Remember that many of the resources described above change constantly. Network devices may come and go as application instances spin up and down in response to fluctuations in demand, for instance, and cloud services may change their configurations continuously as they scale. This is why cybersecurity asset management processes must be performed continuously and in real-time, in order to keep up to date with rapidly evolving environments.

Why prioritize cybersecurity asset management?

Historically, organizations placed little priority on cybersecurity asset management simply because the tools necessary to automate cybersecurity asset management processes didn’t exist. It wasn’t practical to maintain real-time and continuous inventories manually.
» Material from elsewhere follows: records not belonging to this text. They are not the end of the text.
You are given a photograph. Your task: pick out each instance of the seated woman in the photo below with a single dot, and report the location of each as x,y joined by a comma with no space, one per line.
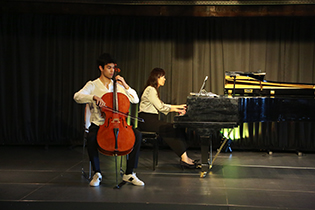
151,105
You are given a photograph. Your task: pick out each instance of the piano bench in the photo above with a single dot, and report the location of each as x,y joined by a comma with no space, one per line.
152,138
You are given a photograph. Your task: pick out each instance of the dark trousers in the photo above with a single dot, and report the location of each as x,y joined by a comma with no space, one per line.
175,138
92,147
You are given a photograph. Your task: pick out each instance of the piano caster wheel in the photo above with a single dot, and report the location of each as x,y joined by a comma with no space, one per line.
203,174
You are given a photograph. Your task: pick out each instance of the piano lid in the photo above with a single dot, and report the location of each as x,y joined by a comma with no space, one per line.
253,84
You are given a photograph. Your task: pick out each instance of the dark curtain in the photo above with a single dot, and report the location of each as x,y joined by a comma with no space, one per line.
45,59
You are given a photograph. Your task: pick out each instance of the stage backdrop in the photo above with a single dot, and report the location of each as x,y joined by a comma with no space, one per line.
45,59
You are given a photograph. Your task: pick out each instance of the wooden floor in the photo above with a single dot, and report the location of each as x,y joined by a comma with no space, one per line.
50,178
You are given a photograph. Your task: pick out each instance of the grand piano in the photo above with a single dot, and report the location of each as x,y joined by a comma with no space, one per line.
248,98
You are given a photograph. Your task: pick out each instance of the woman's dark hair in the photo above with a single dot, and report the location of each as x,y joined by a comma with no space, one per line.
104,59
152,80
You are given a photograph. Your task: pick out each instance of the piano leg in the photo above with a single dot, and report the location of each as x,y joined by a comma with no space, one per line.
205,153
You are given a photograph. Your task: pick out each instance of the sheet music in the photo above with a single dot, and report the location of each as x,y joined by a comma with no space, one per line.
203,92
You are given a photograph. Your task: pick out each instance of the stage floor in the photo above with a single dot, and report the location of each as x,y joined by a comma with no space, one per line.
50,178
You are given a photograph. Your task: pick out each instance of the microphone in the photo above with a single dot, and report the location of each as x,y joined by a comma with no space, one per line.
203,84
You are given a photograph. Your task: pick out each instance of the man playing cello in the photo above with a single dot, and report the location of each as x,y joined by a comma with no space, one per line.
92,94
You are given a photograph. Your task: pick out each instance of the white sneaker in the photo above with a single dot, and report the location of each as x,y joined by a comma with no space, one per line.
133,179
96,181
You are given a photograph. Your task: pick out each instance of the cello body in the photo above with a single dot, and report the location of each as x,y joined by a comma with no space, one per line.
115,136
Thanks to the advent of automated resource discovery and threat identification tools, however, cybersecurity asset management now plays a major role in security operations across a variety of verticals. It’s critical not just for software and IT businesses, but for any organization that relies on software and hardware to power its operations—which virtually every business does today, given that every company is now a technology company.

In manufacturing, for instance, cybersecurity asset management helps ensure that high-value equipment, such as plant control systems, diagnostics and monitoring systems, and machine sensors, remain secure and free of threats that could disrupt operations.

Likewise, cybersecurity asset management protects healthcare organizations, which face high rates of ransomware attacks as well as vulnerabilities that may exist within specialized devices deployed as part of the Internet of Medical Things, or IoMT.

More generally, any enterprise that deploys connected devices to help manage or monitor physical infrastructure, collect business data or extend networks into spaces where conventional infrastructure can’t reach needs cybersecurity asset management to keep those devices—and, by extension, the business as a whole—secure.

How to capitalize on cybersecurity asset management

To deliver fully on its promise, cybersecurity asset management requires the implementation of multiple processes. Businesses must be able to identify, assess and address the security risks posed by devices and assets of all types while taking proactive steps to protect their devices, networks and data. They must also discover and track assets in real time, perform continuous risk assessment and immediately segment untrusted assets from the rest of the network.

The Ordr Systems Control Engine (SCE) gives organizations the tooling they need to automate cybersecurity asset management at scale. Ordr SCE provides holistic visibility and security into network-connected devices, offering a powerful solution to identify, classify and evaluate every network-connected device, then automates steps to remediate risks.

What’s more, Ordr SCE allows security and IT teams to create proactive microsegmentation policies for every class of device in order to control communications and mitigate potential risks.